Market experts believe the jump in food prices occurred because of supply chain issues arising from the pandemic and the global effects of the Russian-Ukrainian war. I would add that the decision by the Biden Administration to accept the emergency-spending levels of the pandemic as a new normal is another driver of inflation—our federal budget is now adding $1 trillion every 100 days to the national debt.

While inflation is abating—a sure sign that competition exists and is working—consumer anger remains palpable. So political blame must settle on someone, and surely not on the administration that Harris serves. That villain was identified by Sen. Elizabeth Warren as “good old-fashioned price gouging” corporations causing “greedflation.” In this context, FTC Chair Lina Khan’s antitrust lawsuit against the Kroger-Albertsons merger supports the Harris campaign and its proposal to use that agency to regulate food prices. But this lawsuit is bad economics and made-up law.

Khan ignores the intense competition in the grocery market from retail stores like Walmart or Costco in which the grocery section is immense, sometimes bigger than a traditional grocery store. With competitive prices and an array of choices, these grocers draw millions of customers. It is precisely because of this grocery competition from the big box stores that Kroger and Albertsons felt the need to combine their logistics and stores to compete with these behemoths.

Ohio Attorney General David Yost gets this, which is why he is asking a federal court to toss this case to the curb. “The FTC’s tunnel vision in this case risks chilling the very competition that it seeks to protect,” General Yost said. “A full view of the competitive landscape shows no reason to delay this deal further.”

While ignoring powerful players in the grocery sector, Khan and the FTC are trying to get the court to adopt the novel theory that this merger should also be nixed because of its impact on unionized grocery jobs.
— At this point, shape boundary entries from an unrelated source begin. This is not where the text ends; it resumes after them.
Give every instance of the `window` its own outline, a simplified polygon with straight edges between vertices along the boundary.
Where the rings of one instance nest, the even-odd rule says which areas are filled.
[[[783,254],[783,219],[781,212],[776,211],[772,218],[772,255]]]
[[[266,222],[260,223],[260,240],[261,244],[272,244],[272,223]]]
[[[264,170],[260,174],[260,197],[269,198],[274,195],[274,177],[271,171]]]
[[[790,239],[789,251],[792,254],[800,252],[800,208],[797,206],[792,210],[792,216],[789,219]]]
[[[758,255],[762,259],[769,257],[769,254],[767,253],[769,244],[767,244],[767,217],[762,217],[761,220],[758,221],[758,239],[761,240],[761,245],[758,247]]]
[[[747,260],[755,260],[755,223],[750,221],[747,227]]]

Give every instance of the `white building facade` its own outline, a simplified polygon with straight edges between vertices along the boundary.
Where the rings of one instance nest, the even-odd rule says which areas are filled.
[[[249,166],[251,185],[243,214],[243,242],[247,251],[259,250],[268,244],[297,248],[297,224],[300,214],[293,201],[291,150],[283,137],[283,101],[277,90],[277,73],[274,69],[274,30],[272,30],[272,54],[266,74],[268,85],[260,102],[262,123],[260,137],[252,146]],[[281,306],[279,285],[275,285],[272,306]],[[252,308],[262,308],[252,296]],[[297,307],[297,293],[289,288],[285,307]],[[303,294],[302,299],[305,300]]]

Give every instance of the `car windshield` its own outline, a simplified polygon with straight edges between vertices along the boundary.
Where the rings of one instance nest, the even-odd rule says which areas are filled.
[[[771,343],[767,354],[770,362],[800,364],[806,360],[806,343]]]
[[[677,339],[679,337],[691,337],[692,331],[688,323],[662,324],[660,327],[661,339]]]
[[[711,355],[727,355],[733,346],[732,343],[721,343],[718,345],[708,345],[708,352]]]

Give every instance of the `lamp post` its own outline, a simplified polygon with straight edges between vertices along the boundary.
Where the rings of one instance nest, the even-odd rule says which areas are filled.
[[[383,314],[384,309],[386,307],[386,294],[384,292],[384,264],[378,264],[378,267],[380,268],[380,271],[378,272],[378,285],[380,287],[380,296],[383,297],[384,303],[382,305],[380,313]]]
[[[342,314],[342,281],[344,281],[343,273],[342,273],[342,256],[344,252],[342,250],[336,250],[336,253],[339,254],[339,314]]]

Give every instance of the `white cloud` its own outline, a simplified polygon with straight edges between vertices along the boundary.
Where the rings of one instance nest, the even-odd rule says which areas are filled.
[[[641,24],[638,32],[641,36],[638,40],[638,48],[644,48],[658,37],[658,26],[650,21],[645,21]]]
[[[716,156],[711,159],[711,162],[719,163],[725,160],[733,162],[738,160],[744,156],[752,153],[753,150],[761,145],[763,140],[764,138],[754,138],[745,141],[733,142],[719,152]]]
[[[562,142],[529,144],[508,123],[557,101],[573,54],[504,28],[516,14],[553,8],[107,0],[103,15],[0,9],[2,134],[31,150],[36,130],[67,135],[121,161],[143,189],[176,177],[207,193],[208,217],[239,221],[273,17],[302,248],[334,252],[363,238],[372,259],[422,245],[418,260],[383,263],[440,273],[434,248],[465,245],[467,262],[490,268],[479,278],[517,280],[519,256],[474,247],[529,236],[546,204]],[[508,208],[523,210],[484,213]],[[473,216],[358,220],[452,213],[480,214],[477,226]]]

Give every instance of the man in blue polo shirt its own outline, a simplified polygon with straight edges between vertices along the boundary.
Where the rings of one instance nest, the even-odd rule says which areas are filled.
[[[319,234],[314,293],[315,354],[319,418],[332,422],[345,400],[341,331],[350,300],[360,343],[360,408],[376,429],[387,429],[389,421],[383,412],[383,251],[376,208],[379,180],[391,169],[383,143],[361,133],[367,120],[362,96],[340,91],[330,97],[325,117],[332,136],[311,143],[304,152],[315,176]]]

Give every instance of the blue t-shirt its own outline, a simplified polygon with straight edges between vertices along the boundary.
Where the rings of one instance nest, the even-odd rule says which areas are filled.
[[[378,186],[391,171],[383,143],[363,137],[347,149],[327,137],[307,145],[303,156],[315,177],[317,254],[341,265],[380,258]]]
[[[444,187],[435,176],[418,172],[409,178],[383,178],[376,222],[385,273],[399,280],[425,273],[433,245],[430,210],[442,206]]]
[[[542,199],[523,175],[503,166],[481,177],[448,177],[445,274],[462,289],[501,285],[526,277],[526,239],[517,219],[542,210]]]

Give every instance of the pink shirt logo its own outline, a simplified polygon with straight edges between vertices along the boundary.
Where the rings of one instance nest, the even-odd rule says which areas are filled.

This ignores Supreme Court precedent that antitrust law cannot be used to regulate labor relations. More to the point, what will happen to those union jobs if Kroger and Albertsons cannot become more efficient in the face of competition from large and highly efficient national retailers?

The Kroger-Albertsons merger credibly promises to generate $1 billion in higher wages and benefits for employees and $1 billion in consumer benefits. But the actual fate of workers—and the central need for antitrust law to benefit consumers—is beside the point for today’s progressive FTC. The point is to protect the Harris campaign while enhancing the political power of the regulator.

As envisioned in Vice President Harris’s economic plan, the FTC plans to use antitrust as a fulcrum to regulate prices and therefore private business itself. If the court accepts this scheme, or if a President Harris enacts her price plan, we will essentially no longer have a vibrantly competitive grocery market.

What we will have will be a new government agency—the Department of Groceries.